Donnine, vuoi mettere, mentre ignude battono le spiagge, quando una volta era il “recinto” dei nudisti. Senza freni, però però dicono alle “musulmane” , su mostrate zizze e culi che così prendiamo il Potere dei repressi umanoidi. Pilù p’ tutt’ mentre si avviano alla cassa del Nuovo Ordine Mondiale.
Vals, infine, che è mala traduzione di valzer, ecco, punta il dito e s’immagina della mano, mentre commina multe alle musulmane, e sottobanco il sodale Cazeneuve (terribile se tradotto di italiano!) minaccia la poliziotta che ha ben visto la sceneggiata di Nizza: avete visto le maitresse di Stampa&Regime fare appelli in modo visione?
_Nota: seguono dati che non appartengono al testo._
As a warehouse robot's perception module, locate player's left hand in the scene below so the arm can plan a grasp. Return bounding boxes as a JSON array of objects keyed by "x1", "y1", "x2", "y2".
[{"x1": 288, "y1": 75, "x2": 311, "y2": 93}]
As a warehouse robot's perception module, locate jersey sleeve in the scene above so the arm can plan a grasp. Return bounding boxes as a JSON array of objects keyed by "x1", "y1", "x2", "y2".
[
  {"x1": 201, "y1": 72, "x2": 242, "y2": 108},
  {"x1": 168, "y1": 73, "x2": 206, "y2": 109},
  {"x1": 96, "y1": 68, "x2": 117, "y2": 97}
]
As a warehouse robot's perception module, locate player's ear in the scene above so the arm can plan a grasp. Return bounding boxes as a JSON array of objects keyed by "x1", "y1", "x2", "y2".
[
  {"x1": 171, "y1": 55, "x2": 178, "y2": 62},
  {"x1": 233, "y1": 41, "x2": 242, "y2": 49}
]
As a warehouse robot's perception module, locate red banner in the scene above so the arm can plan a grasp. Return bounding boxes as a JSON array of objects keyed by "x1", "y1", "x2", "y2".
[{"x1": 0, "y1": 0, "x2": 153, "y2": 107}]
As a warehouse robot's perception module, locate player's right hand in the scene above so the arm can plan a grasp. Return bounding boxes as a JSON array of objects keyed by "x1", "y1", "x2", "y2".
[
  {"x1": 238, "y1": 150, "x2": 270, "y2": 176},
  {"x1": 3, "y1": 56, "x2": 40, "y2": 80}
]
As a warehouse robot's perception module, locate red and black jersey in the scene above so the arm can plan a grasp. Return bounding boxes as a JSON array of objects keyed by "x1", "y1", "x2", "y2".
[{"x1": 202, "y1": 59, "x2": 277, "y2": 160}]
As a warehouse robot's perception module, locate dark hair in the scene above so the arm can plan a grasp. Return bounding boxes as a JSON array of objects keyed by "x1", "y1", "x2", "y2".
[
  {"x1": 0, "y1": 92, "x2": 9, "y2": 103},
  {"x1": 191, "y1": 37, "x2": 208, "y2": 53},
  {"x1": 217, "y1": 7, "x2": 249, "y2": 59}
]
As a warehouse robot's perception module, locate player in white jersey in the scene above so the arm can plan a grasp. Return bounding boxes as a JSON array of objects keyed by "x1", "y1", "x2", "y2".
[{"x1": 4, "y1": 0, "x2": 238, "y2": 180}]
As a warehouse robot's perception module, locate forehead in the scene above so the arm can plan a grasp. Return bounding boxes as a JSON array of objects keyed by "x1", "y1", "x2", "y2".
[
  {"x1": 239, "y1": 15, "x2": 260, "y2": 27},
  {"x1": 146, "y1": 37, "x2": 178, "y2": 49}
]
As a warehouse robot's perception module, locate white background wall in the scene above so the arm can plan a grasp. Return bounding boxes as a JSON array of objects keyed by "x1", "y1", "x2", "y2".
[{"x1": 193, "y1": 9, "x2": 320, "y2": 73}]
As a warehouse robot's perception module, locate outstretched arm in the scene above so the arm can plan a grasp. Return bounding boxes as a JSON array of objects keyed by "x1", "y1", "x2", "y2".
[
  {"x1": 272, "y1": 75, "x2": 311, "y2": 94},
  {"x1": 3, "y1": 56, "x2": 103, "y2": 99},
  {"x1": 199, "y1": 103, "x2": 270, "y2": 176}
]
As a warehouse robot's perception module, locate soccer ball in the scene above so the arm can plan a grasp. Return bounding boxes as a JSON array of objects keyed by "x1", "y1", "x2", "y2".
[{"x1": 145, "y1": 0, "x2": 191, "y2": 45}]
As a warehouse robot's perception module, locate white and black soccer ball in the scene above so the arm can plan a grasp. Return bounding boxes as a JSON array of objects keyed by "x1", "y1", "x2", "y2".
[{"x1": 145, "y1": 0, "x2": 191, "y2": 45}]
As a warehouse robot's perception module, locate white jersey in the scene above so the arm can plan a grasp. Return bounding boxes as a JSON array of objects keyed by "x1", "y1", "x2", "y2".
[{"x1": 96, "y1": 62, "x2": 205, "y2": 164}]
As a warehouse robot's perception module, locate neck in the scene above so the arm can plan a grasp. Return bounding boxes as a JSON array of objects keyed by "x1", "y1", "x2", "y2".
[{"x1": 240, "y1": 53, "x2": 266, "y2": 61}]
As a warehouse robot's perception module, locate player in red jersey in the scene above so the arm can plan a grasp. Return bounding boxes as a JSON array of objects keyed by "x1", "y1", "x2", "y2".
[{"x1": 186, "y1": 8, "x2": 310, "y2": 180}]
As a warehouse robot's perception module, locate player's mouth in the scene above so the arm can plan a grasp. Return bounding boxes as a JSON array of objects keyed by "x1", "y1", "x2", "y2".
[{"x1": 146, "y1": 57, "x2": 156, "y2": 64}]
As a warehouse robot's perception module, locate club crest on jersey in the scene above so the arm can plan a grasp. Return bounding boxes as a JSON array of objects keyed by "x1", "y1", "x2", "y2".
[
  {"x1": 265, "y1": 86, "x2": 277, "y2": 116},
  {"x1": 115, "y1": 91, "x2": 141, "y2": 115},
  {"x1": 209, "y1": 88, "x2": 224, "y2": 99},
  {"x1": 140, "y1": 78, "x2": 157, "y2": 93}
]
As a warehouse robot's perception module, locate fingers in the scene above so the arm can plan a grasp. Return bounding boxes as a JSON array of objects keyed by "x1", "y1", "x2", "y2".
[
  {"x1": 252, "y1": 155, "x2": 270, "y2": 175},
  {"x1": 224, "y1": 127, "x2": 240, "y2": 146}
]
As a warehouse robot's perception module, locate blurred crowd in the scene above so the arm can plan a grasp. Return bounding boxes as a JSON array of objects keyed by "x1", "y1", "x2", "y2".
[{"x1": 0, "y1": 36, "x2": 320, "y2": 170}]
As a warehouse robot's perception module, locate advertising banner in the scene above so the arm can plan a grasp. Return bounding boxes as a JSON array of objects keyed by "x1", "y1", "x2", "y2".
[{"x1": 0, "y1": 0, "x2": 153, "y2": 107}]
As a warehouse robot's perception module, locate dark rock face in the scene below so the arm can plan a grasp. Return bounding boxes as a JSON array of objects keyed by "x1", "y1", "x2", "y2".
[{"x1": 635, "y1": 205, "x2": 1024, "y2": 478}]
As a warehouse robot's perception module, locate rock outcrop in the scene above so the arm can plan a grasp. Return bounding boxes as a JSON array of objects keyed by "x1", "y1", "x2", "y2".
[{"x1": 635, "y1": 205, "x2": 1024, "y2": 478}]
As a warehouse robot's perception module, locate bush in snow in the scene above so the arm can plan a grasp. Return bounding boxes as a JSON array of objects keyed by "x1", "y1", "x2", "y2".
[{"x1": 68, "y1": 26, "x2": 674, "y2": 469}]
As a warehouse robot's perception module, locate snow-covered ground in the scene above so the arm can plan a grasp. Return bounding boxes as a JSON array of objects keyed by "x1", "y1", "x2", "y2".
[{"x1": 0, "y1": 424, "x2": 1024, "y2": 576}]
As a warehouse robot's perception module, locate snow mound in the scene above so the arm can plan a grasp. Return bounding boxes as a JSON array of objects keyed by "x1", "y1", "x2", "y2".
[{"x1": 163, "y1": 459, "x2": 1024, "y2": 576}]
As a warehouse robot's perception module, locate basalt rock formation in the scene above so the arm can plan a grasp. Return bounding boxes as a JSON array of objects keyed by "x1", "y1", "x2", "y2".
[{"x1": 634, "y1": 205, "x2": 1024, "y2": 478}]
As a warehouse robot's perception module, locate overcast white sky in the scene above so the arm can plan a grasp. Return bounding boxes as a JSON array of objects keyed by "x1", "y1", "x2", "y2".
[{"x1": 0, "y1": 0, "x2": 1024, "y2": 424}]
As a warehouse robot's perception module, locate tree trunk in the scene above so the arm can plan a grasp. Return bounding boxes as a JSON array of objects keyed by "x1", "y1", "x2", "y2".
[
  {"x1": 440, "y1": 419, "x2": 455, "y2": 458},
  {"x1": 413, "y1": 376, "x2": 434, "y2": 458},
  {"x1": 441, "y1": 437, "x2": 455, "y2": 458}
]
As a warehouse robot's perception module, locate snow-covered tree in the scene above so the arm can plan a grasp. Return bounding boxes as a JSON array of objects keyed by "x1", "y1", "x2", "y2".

Strano e pure la poliziotta è dell’Ordine delle donne qui con tanto di p…almares.
Lombroso la condizione alienante di un corpo nudo, fintamente libertario è per l’industria del consumo tout court, espropriazione del sé. Merce, sviamento di massa. False flag. Ordo ab Chao, la cifra! Il resto è abbaglio: errore, fraintendimento, malinteso, fallo, svista, cantonata, e granchio…
certo siamo messi peggio che nella Repubblica di Weimar, dove c’erano le invettive di Kraus. Mentre qua tocca sorbirci gli sproloqui di Manunzio, insieme a Flores, Santanchè, Salvini e altri. Che per fortuna non mi leggono.. E d’altronde nemmeno Manunzio mi legge come è evidente. Anna Lombroso
Troppo buona ma è il solito Argumentum ad hominem per togliersi dalle sabbie mobile cui cadrebbe: chi è cagion del suo mal pianga se stessa. Quanto ai signori in epigrafe nun’ ce ne po’ frega de meno, anche se molte cose dette da costoro sono condivisibile, se onestà e rettitudine fosse!